Blogue DESDE QUE EU ME ENTENDO POR GENTE lança seção “Você viu?” analisando DVD de Arnaldo Antunes

#VOCÊ VIU?

O objetivo da seção “Você viu?” é analisar produtos que já fizeram parte (e ainda fazem, né?) do movimentado mercado cultural do Brasil; sem discriminações, mas com alguns preconceitos. Afinal, somos preconceituosos por natureza. Fique à vontade!

ARNALDO ANTUNES REÚNE EM DVD TODO O SEU LEGADO

O DVD Arnaldo Antunes Ao Vivo no Estúdio (Brasil, 2007, gravadora Biscoito Fino) mostra toda a versatilidade de Arnaldo Antunes, um artista modernista por natureza e muito preocupado com a qualidade de seus trabalhos. O registro foi produzido pelo próprio Arnaldo, em parceria com Betão AguiarChico Salem e Marcelo Jeneci. Quem assinou a direção de vídeo foi Tadeu Jungle e a gravação foi realizada no tradicional Estúdio Mosh, em São Paulo. Arnaldo estava, portanto, cercado por um elenco que, assim como ele, tem uma vasta experiência no cenário musical do Brasil. Isso, certamente, foi um dos motivos para que a obra saísse tão bem acabada.

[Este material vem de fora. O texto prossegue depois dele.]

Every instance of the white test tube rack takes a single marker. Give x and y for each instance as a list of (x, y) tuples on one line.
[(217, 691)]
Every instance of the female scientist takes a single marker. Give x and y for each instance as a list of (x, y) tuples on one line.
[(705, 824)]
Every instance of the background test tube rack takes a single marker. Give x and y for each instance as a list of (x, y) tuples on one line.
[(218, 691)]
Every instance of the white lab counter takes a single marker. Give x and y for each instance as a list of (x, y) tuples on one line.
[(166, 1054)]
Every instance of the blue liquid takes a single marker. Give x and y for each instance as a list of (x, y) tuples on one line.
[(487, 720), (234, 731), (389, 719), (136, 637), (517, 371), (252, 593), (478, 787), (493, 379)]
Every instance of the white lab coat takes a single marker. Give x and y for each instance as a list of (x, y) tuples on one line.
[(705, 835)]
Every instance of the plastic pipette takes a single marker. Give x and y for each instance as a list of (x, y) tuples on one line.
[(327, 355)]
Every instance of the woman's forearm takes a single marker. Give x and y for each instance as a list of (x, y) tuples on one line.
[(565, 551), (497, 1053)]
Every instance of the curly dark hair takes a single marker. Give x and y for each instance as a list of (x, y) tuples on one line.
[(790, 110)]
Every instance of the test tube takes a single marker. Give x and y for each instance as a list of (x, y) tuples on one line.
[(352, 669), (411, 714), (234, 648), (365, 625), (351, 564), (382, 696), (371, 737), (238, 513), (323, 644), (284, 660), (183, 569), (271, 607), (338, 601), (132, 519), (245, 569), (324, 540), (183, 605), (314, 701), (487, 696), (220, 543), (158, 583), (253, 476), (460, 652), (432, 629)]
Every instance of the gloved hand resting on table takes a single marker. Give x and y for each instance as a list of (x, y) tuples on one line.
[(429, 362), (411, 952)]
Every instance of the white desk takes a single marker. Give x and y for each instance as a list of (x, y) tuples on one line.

Arnaldo Antunes Ao Vivo no Estúdio é o primeiro DVD oficial da carreira de Arnaldo (antes, o cantor lançou o do “projeto” Tribalistas (2002) e teve o VHS de seu primeiro trabalho solo (Nome, de 1993) transformado em DVD pela Sony/BMG (2006)). As músicas apresentadas no audiovisual foram, predominantemente, compostas por Arnaldo Antunes com alguns parceiros e dão a dimensão de toda a sua subjetividade. O DVD tem 24 faixas e conta com participações especiais de Nando ReisEdgard ScandurraBranco Mello e Tribalistas (leia-se Carlinhos Brown e Marisa Monte que, com Arnaldo, formaram o trio em 2002). Nos extras, três faixas bônus, galeria de fotos e um clipe multitake da música Hotel Fraternité.

Arnaldo trouxe um clima de sarau para a gravação do DVD. As intervenções poéticas realizadas durante o espetáculo comprovam isso. O modo peculiar de cantar, meio que falando, contribui para que o poeta e o cantor se confundam no palco. Uma das maiores evidências disso se dá na interpretação de O Silêncio, em que Arnaldo dá uma longa pausa no meio da música (de propósito) e quebra o silêncio com a declamação de Desafinado, de Tom Jobim; logo após, retoma a canção original. Para corresponder ao viés modernista de Arnaldo, pode-se afirmar, usando um neologismo, que ele “declanta” (declama e canta) suas músicas e essas “declantações” fazem parte da identidade do artista Arnaldo Antunes e o torna singular entre os intérpretes brasileiros.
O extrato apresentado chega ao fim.